Notes on Modern Applied Statistics with S

Table of Contents

Introduction

Modern Applied Statistics with S (MASS) was written by W. N. Venables and B. D. Ripley. The R scripts that accompany the book are located in the scripts subdirectory of the MASS package.

This page stores my notes as I work through the chapters of this book. I am using R 2.2.1 and R GUI 1.14 for Mac OS X.

Loading the MASS Package

The command for loading the MASS package is:

library( package = "MASS" )

Chapter 1

The R script for this chapter is library/MASS/scripts/ch01.R.

##  Run the script in computer-independent manner

scriptPath <-
    paste(
        installed.packages()[ "MASS", "LibPath" ],
        '/MASS/scripts/ch01.R',
        sep = ""
    )
source( file = scriptPath, echo = TRUE )

Chapter 2

The R script for this chapter is library/MASS/scripts/ch02.R.

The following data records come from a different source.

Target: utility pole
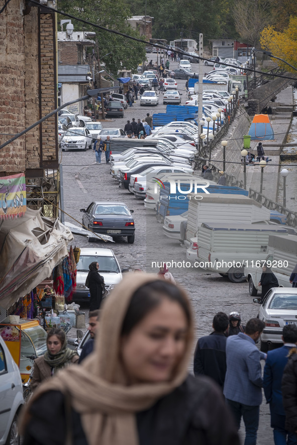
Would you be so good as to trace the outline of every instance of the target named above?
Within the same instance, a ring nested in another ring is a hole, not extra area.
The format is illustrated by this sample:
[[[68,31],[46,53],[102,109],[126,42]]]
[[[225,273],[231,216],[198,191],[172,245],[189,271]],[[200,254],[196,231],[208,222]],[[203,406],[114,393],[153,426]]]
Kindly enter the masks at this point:
[[[91,76],[92,79],[92,80],[91,80],[90,83],[92,87],[92,90],[94,89],[94,79],[93,78],[93,72],[94,72],[94,74],[95,73],[95,70],[93,70],[93,57],[92,56],[91,56],[90,54],[89,54],[88,56],[88,64],[90,67],[90,71],[91,72]],[[93,110],[94,111],[94,120],[95,122],[96,121],[96,105],[95,104],[95,97],[93,96],[92,98],[92,102],[93,105]]]
[[[101,68],[100,67],[100,58],[99,57],[99,49],[97,48],[97,60],[98,61],[98,72],[99,76],[99,88],[101,88]],[[101,93],[101,109],[102,110],[102,118],[105,119],[105,111],[104,110],[104,99],[103,98],[103,93]]]
[[[199,34],[199,56],[203,57],[203,34]],[[198,80],[198,120],[202,120],[202,103],[203,95],[203,64],[199,60],[199,78]]]

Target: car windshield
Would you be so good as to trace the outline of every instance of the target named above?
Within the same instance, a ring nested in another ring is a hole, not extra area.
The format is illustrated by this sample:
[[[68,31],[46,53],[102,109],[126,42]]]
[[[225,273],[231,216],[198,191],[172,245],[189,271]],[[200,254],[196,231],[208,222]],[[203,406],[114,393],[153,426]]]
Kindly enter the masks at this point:
[[[130,215],[129,209],[126,206],[99,205],[94,212],[94,215]]]
[[[84,136],[84,131],[82,128],[71,128],[66,132],[65,136]]]
[[[77,270],[88,272],[89,265],[93,261],[96,261],[99,264],[99,272],[115,272],[120,273],[121,272],[114,257],[101,256],[99,255],[81,255],[77,263]]]
[[[106,129],[106,130],[101,130],[100,131],[100,134],[110,134],[112,136],[114,136],[116,134],[118,134],[119,131],[118,130],[111,130],[111,129]]]
[[[87,123],[85,128],[88,130],[102,130],[102,125],[101,123]]]
[[[297,293],[277,293],[271,300],[269,309],[297,309]]]

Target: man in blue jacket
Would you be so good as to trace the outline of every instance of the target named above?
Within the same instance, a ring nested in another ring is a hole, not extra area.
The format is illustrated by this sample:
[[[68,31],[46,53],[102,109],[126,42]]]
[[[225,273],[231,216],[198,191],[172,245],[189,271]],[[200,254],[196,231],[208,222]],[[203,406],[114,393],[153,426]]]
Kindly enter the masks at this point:
[[[282,404],[281,379],[288,359],[289,351],[296,347],[297,326],[287,325],[282,330],[283,346],[270,351],[264,368],[263,386],[265,396],[270,408],[271,426],[273,428],[275,445],[287,443],[297,445],[297,436],[285,428],[285,415]],[[286,441],[287,438],[287,442]]]
[[[194,355],[194,374],[207,375],[224,386],[226,375],[226,342],[225,335],[229,320],[226,314],[219,312],[214,317],[210,335],[202,337],[197,342]]]
[[[244,445],[256,445],[257,442],[263,385],[260,360],[265,359],[266,355],[260,352],[255,344],[264,327],[262,320],[252,318],[246,324],[245,334],[240,332],[227,340],[224,394],[233,413],[238,429],[241,417],[243,418]]]

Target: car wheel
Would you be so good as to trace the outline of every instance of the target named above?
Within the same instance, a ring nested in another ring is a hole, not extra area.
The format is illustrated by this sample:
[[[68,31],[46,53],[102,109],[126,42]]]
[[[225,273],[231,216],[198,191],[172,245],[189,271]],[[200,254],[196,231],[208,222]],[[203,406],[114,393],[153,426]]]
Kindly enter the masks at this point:
[[[18,416],[16,415],[14,417],[6,445],[20,445],[20,435],[18,424]]]
[[[127,240],[128,241],[129,244],[133,244],[134,242],[134,240],[135,239],[135,234],[134,235],[129,235],[129,236],[127,236]]]
[[[258,290],[254,285],[252,278],[250,278],[249,280],[249,292],[252,296],[255,296],[258,293]]]
[[[267,342],[262,342],[262,340],[260,340],[260,350],[262,352],[268,352],[269,345]]]
[[[243,269],[240,267],[231,269],[228,273],[228,275],[232,283],[243,283],[246,280]]]

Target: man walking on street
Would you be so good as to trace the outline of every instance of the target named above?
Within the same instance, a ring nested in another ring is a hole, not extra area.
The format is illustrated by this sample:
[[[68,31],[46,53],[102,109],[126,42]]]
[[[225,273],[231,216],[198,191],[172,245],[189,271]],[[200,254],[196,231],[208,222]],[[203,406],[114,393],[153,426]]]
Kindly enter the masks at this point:
[[[98,317],[100,310],[95,309],[95,311],[91,311],[89,314],[88,326],[87,330],[90,333],[89,339],[85,343],[82,347],[81,353],[78,363],[80,363],[85,357],[93,352],[94,349],[94,343],[95,337],[96,336],[96,331],[98,329],[99,325]]]
[[[110,163],[110,157],[111,156],[111,136],[108,136],[105,141],[105,159],[106,163]]]
[[[195,376],[207,375],[215,380],[222,389],[226,370],[227,337],[225,333],[229,324],[226,314],[219,312],[216,314],[213,321],[214,332],[199,339],[194,355]]]
[[[132,118],[132,121],[131,122],[131,125],[132,126],[132,134],[133,136],[136,135],[136,126],[137,126],[137,124],[135,122],[135,118]]]
[[[297,436],[285,427],[285,414],[282,404],[281,379],[288,360],[289,351],[296,347],[297,326],[286,325],[282,329],[284,345],[269,351],[264,368],[263,386],[265,396],[270,408],[270,425],[273,428],[275,445],[297,445]]]
[[[241,417],[243,418],[244,445],[256,445],[257,442],[263,386],[260,361],[265,359],[266,355],[260,352],[255,344],[264,327],[262,320],[251,319],[246,324],[245,334],[240,332],[227,340],[224,395],[233,413],[238,429]]]
[[[149,113],[146,113],[146,117],[145,118],[145,121],[148,123],[151,128],[153,128],[153,118],[151,116],[150,116]]]

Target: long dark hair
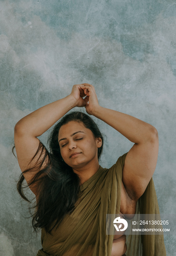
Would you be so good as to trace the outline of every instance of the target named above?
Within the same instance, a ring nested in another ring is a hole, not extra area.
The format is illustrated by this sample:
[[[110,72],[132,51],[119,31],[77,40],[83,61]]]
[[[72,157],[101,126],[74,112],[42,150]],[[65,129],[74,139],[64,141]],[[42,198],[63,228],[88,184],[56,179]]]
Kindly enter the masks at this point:
[[[75,204],[80,195],[79,177],[62,159],[58,140],[61,126],[73,121],[82,123],[92,131],[95,138],[101,138],[102,145],[98,149],[98,159],[102,153],[103,139],[101,132],[93,120],[81,112],[67,114],[55,126],[48,139],[49,151],[40,142],[38,149],[31,160],[32,162],[35,158],[38,157],[37,164],[21,173],[17,184],[20,195],[28,202],[30,201],[24,195],[23,189],[31,186],[37,187],[36,203],[29,208],[35,231],[38,228],[44,228],[51,233],[55,227],[58,227],[64,216],[74,210]],[[35,172],[35,174],[28,185],[24,186],[23,173],[29,172]],[[32,211],[34,209],[34,213]]]

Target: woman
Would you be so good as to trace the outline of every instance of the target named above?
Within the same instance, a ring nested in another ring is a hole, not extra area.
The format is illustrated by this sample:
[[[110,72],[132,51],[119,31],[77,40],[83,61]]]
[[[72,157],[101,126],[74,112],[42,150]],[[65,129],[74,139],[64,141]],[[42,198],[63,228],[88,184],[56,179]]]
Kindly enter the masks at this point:
[[[76,106],[85,107],[89,115],[134,143],[109,169],[99,165],[103,138],[85,114],[72,113],[56,125],[50,153],[37,138]],[[99,106],[91,84],[75,85],[68,96],[22,118],[15,125],[15,144],[22,172],[19,191],[27,200],[22,187],[25,178],[36,197],[33,225],[42,229],[43,247],[38,255],[125,255],[125,236],[106,235],[106,214],[120,212],[125,218],[140,210],[159,213],[152,179],[158,152],[156,129]],[[165,255],[163,237],[133,236],[128,256]]]

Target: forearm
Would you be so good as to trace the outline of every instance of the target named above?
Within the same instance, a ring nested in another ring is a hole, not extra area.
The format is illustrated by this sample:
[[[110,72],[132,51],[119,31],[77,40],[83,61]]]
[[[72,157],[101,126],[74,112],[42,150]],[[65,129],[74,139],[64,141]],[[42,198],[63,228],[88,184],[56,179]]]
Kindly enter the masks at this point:
[[[75,106],[75,102],[74,97],[69,95],[44,106],[20,120],[15,125],[15,132],[40,136]]]
[[[129,140],[137,144],[155,140],[157,131],[153,126],[137,118],[101,106],[93,115],[117,130]]]

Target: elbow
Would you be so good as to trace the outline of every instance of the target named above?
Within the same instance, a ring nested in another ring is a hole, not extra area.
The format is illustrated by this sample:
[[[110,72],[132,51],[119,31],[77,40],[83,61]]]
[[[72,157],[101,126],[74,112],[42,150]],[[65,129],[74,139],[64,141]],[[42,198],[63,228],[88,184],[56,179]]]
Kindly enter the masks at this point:
[[[149,140],[152,143],[156,143],[158,142],[158,133],[156,129],[151,125],[149,132]]]
[[[24,132],[24,128],[20,124],[20,120],[15,125],[14,128],[15,134],[21,134]]]

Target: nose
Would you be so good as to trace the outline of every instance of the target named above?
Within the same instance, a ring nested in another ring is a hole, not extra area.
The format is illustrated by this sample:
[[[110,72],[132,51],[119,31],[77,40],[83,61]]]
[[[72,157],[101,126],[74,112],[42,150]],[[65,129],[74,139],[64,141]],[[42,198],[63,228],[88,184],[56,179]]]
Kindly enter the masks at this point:
[[[73,148],[77,148],[77,145],[75,141],[73,141],[68,143],[68,149],[69,150],[71,150]]]

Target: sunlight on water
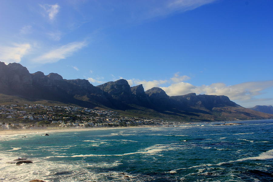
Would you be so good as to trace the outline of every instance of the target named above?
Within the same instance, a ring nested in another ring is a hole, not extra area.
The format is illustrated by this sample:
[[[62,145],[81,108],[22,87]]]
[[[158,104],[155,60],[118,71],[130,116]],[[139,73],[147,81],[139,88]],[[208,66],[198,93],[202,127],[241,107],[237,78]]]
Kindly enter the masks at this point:
[[[269,181],[272,121],[11,135],[0,181]]]

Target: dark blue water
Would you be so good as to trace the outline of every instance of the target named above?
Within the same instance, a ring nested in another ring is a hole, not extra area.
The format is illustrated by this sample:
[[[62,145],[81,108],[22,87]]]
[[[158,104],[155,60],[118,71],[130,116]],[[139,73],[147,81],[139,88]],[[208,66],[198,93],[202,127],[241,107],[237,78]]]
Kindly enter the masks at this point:
[[[273,120],[240,122],[1,137],[0,181],[273,181]]]

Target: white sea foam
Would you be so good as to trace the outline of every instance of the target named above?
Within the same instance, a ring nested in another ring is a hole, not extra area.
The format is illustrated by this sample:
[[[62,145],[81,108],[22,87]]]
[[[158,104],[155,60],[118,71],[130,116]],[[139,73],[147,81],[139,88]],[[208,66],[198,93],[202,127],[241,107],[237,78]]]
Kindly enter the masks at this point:
[[[46,158],[49,158],[51,157],[102,157],[102,156],[121,156],[125,155],[133,155],[140,153],[146,153],[148,154],[152,154],[159,153],[162,151],[167,151],[175,150],[179,149],[181,149],[182,147],[180,145],[172,145],[178,143],[175,143],[170,144],[158,144],[155,145],[150,147],[148,147],[143,149],[139,150],[135,152],[130,153],[126,153],[123,154],[79,154],[75,155],[72,156],[49,156],[46,157]]]
[[[253,133],[236,133],[235,134],[232,134],[233,135],[245,135],[246,134],[253,134]]]
[[[241,139],[241,138],[237,138],[237,139],[238,140],[243,140],[245,141],[249,142],[251,142],[251,143],[253,143],[253,142],[254,142],[254,141],[253,140],[249,140],[245,139]]]
[[[5,150],[5,151],[2,151],[2,152],[8,152],[8,151],[12,151],[13,150],[19,150],[19,149],[21,149],[21,148],[16,148],[15,147],[12,147],[11,148],[12,148],[12,149],[10,150]]]
[[[192,168],[195,168],[196,167],[203,167],[204,166],[211,166],[213,165],[221,166],[224,164],[228,163],[232,163],[236,162],[241,162],[244,161],[248,160],[265,160],[266,159],[273,159],[273,149],[270,150],[266,152],[263,152],[260,154],[258,156],[256,157],[245,157],[242,159],[238,159],[235,160],[230,160],[228,162],[223,162],[219,163],[217,164],[201,164],[198,166],[194,166],[190,167],[187,167],[185,168],[180,168],[179,169],[174,169],[169,171],[168,172],[170,173],[175,173],[177,172],[177,171],[180,170],[183,170],[187,169],[191,169]]]
[[[262,141],[261,142],[255,142],[255,143],[266,143],[267,142],[268,142],[268,141]]]

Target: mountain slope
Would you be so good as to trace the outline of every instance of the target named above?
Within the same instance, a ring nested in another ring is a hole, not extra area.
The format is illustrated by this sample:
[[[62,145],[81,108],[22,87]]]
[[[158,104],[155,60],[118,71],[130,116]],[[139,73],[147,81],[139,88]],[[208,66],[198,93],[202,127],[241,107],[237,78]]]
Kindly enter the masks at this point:
[[[265,113],[273,114],[273,106],[272,106],[257,105],[255,107],[248,109]]]
[[[95,86],[87,80],[66,80],[57,73],[45,75],[39,71],[31,74],[26,68],[17,63],[7,65],[0,62],[0,93],[5,94],[1,95],[5,98],[8,97],[6,96],[17,97],[14,100],[19,98],[29,102],[46,100],[86,107],[110,109],[130,116],[175,120],[273,117],[273,115],[243,107],[224,96],[191,93],[169,96],[159,88],[144,91],[141,84],[130,87],[124,79]]]

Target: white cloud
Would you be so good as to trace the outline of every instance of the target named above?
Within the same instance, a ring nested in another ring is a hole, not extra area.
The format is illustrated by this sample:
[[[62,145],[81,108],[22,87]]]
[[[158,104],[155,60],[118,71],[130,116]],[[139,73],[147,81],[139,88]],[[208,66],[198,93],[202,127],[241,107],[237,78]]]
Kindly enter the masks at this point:
[[[56,62],[71,56],[87,45],[85,41],[69,43],[44,54],[33,61],[42,64]]]
[[[32,32],[32,26],[31,25],[24,26],[20,30],[21,34],[29,34]]]
[[[55,32],[49,32],[47,34],[51,39],[56,41],[61,39],[62,35],[62,32],[59,31]]]
[[[142,84],[144,89],[147,90],[153,87],[159,87],[160,85],[167,83],[172,82],[177,83],[190,78],[189,77],[186,75],[180,76],[179,75],[179,72],[177,72],[175,73],[174,77],[170,78],[169,79],[154,80],[147,81],[145,80],[140,80],[138,79],[133,79],[127,80],[127,81],[131,86]]]
[[[53,20],[55,18],[55,16],[59,12],[59,10],[60,9],[60,6],[57,4],[52,5],[40,5],[40,6],[45,10],[49,19],[51,20]]]
[[[21,59],[31,48],[29,44],[14,44],[13,46],[0,47],[0,60],[7,64],[20,62]]]
[[[147,13],[143,13],[143,19],[166,16],[176,12],[192,10],[216,0],[166,0],[152,3]]]
[[[197,94],[225,95],[233,100],[250,101],[254,96],[262,94],[264,90],[273,87],[273,80],[251,82],[227,86],[222,83],[196,86],[188,83],[180,82],[161,87],[170,96],[185,95],[194,92]]]
[[[89,81],[89,82],[91,83],[104,83],[103,82],[100,81],[92,78],[88,78],[88,79],[87,79]]]
[[[72,68],[74,68],[74,69],[75,69],[77,71],[79,71],[79,68],[78,68],[78,67],[76,67],[76,66],[72,66]]]
[[[142,84],[144,90],[147,90],[153,87],[157,87],[159,86],[166,83],[168,82],[167,80],[153,80],[147,81],[145,80],[140,80],[137,79],[132,79],[127,80],[129,84],[131,86],[133,85]]]
[[[180,76],[179,74],[179,72],[174,73],[174,77],[171,78],[171,80],[175,83],[178,83],[189,79],[190,78],[189,77],[186,75]]]

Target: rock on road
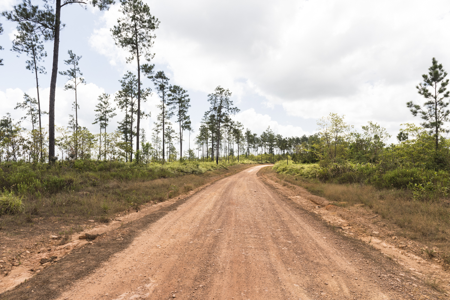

##  Run the script in computer-independent manner

scriptPath <-
    paste(
        installed.packages()[ "MASS", "LibPath" ],
        '/MASS/scripts/ch02.R',
        sep = ""
    )
source( file = scriptPath, echo = TRUE )

Chapter 3

The R script for this chapter is library/MASS/scripts/ch03.R.

##  Run the script in computer-independent manner

scriptPath <-
    paste(
        installed.packages()[ "MASS", "LibPath" ],
        '/MASS/scripts/ch03.R',
        sep = ""
    )
source( file = scriptPath, echo = TRUE )

Chapter 4

The R script for this chapter is library/MASS/scripts/ch04.R. The script requires that the following package be installed:

The script contains an error and will not run to completion when I use R 2.2.1 with R GUI 1.14 under Mac OS X 10.4.5. To fix the problem, comment out lines 19 and 20 of the script:

# if(interactive())
#     legend(locator(1), c("Males", "Females"), fill = c(2, 3))

When the script is run, it creates the PostScript output file ch04.ps in R’s working directory. The script omits turning off the tellis device, which means the PostScript file may not be viewable until the dev.off() function is called.

##  Run the script in computer-independent manner

scriptPath <-
    paste(
        installed.packages()[ "MASS", "LibPath" ],
        '/MASS/scripts/ch04.R',
        sep = ""
    )
source( file = scriptPath, echo = TRUE )

##  Close the trellis device to close the PostScript file

dev.off()

Chapter 5

The R script for this chapter is library/MASS/scripts/ch05.R. The script requires that the following packages be installed:

When the script is run, it creates the PostScript output file ch05.ps in R’s working directory. The script omits turning off the tellis device, which means the PostScript file may not be viewable until the dev.off() function is called.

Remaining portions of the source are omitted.